Each of the two major political parties in the US actually consists of two factions that don’t always have the same goals: the presidential party and the congressional party. This point is underscored by today’s New York Times Web column by Carl Hulse (“Giuliani Seen as Sporting Strongest Coattails“). The reasoning here is that a Giuliani nomination would help the GOP reverse, or at least halt, the party’s sharp decline in the Northeast and the Upper Midwest, where voters are generally not as conservative as they are in the party’s Southern base:
“There is no question that he helps us in New England and Pennsylvania and the Rust Belt,” said one senior Congressional Republican who did not want to be identified since he has to work with all the Republican contenders as well as the eventual nominee.
That official and others say Mr. Giuliani is a much easier sell than some of his rivals in states like Connecticut, where Republicans lost two House seats in 2006, and New Jersey, where Democrats have ideas about ousting a Republican incumbent or two.
What’s interesting is that that off-the-record source does not go so far as to say that Giuliani would carry Connecticut and New Jersey against a Democrat, and recent polls suggest that he would have a tough time pulling such “blue” states away from Hillary Clinton. I could see a scenario in which Giuliani does help the Republican brand enough to save some congressional candidates in more culturally liberal areas but still loses the presidential race. Without George W. Bush as a punching bag, it’s conceivable that the Democrats will lose control of the House of Representatives even as they take back the White House.

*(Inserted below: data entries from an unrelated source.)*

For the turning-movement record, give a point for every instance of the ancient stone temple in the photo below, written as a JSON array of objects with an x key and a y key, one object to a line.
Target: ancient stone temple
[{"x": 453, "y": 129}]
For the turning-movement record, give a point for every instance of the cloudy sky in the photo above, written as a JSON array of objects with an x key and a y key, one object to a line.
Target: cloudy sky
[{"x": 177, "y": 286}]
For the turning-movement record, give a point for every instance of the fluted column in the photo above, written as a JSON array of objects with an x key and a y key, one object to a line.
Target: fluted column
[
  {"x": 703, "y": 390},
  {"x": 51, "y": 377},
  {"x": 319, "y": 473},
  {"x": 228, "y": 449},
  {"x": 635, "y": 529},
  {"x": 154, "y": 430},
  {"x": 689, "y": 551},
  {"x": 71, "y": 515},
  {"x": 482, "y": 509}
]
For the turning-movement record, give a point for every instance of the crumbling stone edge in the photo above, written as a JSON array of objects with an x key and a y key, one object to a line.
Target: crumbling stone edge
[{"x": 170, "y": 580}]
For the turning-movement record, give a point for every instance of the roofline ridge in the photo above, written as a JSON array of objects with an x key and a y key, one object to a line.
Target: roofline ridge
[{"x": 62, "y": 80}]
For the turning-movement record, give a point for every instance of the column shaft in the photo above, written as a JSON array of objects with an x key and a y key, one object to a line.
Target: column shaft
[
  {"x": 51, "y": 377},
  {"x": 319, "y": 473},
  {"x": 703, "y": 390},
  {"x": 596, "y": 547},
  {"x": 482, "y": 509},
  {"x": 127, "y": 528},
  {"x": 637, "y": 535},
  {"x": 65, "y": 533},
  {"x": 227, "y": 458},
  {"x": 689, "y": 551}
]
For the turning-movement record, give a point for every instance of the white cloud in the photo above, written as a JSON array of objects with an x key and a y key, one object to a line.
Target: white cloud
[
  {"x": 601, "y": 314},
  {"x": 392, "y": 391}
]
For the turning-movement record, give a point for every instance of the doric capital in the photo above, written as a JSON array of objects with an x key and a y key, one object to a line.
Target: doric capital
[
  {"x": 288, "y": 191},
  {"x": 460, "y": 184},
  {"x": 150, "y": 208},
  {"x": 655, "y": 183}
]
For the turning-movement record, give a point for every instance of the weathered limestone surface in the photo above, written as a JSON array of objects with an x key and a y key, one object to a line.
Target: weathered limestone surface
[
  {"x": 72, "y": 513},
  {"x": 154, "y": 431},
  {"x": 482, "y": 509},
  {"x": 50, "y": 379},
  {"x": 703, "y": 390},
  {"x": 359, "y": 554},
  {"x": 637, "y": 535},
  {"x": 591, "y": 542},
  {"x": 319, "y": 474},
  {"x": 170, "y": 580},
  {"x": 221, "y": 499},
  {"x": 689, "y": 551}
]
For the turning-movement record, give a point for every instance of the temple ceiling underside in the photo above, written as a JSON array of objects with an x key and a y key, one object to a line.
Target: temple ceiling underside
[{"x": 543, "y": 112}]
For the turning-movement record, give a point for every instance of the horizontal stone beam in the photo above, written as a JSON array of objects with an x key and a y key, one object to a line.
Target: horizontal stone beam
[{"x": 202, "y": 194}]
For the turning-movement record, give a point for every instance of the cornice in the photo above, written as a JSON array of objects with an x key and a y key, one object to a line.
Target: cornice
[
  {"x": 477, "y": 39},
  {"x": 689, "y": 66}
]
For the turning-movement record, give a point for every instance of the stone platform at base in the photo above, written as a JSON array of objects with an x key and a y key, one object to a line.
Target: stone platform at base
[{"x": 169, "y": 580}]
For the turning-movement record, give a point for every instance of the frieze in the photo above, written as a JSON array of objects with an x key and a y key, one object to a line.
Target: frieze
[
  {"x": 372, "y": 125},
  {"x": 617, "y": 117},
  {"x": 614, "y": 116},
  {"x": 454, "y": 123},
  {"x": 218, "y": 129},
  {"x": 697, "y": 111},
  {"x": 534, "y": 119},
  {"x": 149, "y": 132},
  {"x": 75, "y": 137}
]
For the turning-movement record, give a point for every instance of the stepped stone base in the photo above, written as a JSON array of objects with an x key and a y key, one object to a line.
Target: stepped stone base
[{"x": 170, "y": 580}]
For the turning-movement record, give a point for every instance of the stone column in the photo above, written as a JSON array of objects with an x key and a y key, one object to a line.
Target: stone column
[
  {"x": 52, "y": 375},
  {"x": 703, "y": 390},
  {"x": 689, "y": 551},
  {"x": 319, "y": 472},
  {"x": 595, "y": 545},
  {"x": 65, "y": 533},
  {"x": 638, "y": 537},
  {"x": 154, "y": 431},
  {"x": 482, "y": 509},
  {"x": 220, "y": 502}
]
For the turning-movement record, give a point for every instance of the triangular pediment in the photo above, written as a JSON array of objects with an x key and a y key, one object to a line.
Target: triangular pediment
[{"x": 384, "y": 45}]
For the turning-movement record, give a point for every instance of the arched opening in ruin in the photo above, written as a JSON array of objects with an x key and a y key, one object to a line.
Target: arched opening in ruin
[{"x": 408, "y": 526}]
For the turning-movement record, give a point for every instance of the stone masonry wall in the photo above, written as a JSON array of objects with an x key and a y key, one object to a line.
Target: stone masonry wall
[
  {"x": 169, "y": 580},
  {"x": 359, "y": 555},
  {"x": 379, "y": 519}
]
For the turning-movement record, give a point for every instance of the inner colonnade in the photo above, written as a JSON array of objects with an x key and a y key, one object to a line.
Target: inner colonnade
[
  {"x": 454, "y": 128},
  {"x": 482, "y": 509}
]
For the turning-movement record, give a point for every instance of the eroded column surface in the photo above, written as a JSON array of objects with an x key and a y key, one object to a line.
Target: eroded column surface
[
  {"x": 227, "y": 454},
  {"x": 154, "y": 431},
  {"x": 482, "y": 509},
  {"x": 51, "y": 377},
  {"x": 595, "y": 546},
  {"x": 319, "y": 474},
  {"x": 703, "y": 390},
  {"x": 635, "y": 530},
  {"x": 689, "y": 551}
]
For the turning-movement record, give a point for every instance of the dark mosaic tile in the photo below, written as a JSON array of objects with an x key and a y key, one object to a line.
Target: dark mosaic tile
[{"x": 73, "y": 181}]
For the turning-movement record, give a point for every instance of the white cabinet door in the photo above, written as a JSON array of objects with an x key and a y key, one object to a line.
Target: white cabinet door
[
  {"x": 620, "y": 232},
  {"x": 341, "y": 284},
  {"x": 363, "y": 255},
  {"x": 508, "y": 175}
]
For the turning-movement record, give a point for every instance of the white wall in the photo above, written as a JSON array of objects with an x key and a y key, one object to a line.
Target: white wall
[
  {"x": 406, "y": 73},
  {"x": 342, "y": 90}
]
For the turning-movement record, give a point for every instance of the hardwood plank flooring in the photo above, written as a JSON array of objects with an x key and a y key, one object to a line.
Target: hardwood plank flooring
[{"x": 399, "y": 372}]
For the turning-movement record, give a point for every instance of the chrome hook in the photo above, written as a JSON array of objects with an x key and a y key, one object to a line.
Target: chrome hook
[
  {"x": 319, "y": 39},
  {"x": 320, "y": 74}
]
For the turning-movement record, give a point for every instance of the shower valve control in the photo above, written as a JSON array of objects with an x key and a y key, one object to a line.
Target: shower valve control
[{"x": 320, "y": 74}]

If that happens, we might end up with a second President Clinton practicing “triangulation,” or pursuing a middle ground between Democratic activists on the left and a Republican-controlled House on the right. That worked out pretty well for the first President Clinton, so maybe Hillary doesn’t view this prospect with much horror. She is, after all, trying to jump from the Democratic Congressional Party to the Democratic Presidential Party.